By Amanda Hancock | September 9th, 2018

Ben Arndt estimates it was 150 degrees atop a steel water tower in a small Kansas town when a glance toward the ground changed his life.

During a break from painting and sandblasting the water tank, Arndt looked 200 feet down and saw some guys working in a vineyard.

“Well, they look like they’re having a good time,” he thought. “And I’m up here cooking like an egg.”

When he got back home to DeWitt, Arndt stopped at the Theisen’s store and bought about 60 concord plants for his back yard.

And they grew.

“That was the start of it,” he said.

It was the start of Tycoga Winery, which now grows 22,000 plants on 23 acres on an idyllic, lodge-like property off Highway 61 in DeWitt. The winery, built in December 2014, serves local and traveling customers 20 varieties of wines, including several award winners.

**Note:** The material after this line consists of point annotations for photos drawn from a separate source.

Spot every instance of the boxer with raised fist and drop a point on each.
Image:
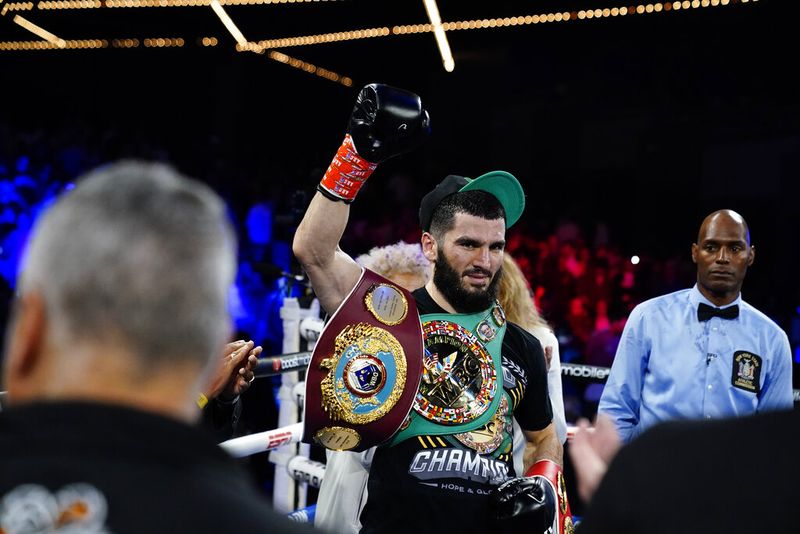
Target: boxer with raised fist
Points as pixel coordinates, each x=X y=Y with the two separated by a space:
x=479 y=373
x=385 y=122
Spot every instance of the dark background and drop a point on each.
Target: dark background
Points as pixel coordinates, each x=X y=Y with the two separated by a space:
x=637 y=125
x=644 y=122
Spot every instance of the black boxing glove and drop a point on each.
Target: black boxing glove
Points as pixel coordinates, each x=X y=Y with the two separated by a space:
x=538 y=496
x=385 y=122
x=525 y=504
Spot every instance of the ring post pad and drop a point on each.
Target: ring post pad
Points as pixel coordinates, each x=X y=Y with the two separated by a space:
x=365 y=368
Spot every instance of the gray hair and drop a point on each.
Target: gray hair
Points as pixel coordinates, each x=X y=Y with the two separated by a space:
x=401 y=257
x=136 y=254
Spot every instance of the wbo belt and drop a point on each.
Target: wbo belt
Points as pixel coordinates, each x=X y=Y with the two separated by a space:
x=365 y=368
x=459 y=391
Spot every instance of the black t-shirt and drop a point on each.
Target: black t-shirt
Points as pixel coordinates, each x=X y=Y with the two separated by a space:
x=440 y=483
x=93 y=468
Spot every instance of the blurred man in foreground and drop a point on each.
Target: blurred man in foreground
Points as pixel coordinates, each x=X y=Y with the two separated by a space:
x=121 y=316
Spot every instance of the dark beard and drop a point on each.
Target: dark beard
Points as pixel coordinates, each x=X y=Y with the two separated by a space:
x=448 y=282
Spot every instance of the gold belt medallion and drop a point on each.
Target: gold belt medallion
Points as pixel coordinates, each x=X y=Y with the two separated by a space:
x=365 y=375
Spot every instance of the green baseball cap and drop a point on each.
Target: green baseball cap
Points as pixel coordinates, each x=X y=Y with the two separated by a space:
x=500 y=184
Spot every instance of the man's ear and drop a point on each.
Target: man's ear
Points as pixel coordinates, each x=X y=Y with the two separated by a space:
x=24 y=345
x=429 y=247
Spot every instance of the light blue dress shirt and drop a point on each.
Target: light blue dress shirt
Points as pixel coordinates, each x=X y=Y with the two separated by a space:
x=669 y=365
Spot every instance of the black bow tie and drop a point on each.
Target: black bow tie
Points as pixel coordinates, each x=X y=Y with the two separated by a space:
x=706 y=312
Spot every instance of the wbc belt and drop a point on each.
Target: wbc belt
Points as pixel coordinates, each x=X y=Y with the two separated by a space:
x=365 y=368
x=460 y=390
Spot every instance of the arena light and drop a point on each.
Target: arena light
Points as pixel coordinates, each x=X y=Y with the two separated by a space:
x=40 y=32
x=228 y=22
x=441 y=38
x=45 y=45
x=310 y=68
x=94 y=4
x=502 y=22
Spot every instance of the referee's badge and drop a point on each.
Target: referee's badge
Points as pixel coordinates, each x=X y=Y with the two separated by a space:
x=746 y=371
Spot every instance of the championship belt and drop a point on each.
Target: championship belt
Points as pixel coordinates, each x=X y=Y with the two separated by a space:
x=365 y=368
x=460 y=390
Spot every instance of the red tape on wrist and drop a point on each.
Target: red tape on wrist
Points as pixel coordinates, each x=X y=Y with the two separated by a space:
x=546 y=468
x=347 y=172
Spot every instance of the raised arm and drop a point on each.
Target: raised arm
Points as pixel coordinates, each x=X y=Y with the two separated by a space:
x=385 y=122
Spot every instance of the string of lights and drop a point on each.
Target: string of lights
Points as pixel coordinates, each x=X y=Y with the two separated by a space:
x=504 y=22
x=99 y=4
x=267 y=46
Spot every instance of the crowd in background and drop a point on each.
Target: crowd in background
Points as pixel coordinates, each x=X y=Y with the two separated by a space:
x=582 y=282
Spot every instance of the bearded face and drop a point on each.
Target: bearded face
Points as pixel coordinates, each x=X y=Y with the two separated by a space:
x=455 y=286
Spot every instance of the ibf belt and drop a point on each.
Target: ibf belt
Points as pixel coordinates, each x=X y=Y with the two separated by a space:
x=459 y=390
x=365 y=368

Before a single grape was grown, though, Arndt had to convince his wife, Carey, of his plans. He said he was drawn to the “whole ambiance” of a vineyard.

“It looked like more of an enjoyable job you’d want to spend the rest of your life doing, versus climbing a water tower at a couple hundred feet in the air,” he said.

Carey Arndt’s response?

“I thought he was crazy,” she said.

They weren’t even wine drinkers.

Jeff Smyers, and Ben Arndt look over a bin of Brianna grapes at Tycoga Winery.

A growing industry with rich history

Tycoga Winery is one of the latest to join Iowa’s growing wine industry, which is crowded with stories of small, family-owned operations and hobbies that turned into full-time jobs.

Iowa now has 95 wineries, which contribute to an annual economic impact of $420,000,000, according to the Iowa Wine Growers Association, which was established around the same time a crop of wineries opened around the state in 2000.

But Iowa’s wine story started much earlier.

The state’s first vineyard arrived as early as 1857, when grapes were planted in the rolling hills of western Iowa. In fact, prior to the start of Prohibition in 1920, Iowa was the sixth-largest wine producer in the nation.

In the decades that followed, however, grape production slowed — due partly to a severe blizzard in 1940 and in part because of agriculture’s shift toward row crops.

But wine has been making a return to the region over the past 25 years, courtesy of new, heartier varietals of grapes that do well with Iowa’s cold winters and short growing season.

“This industry has massively grown,” said Ilene Lande, who got into the wine business in 2004 and opened Brick Arch Winery in West Branch in 2011.

Lande, who previously ran a biotech company for 25 years, says she discovered a new use for her PhD in microbiology when she got into winemaking.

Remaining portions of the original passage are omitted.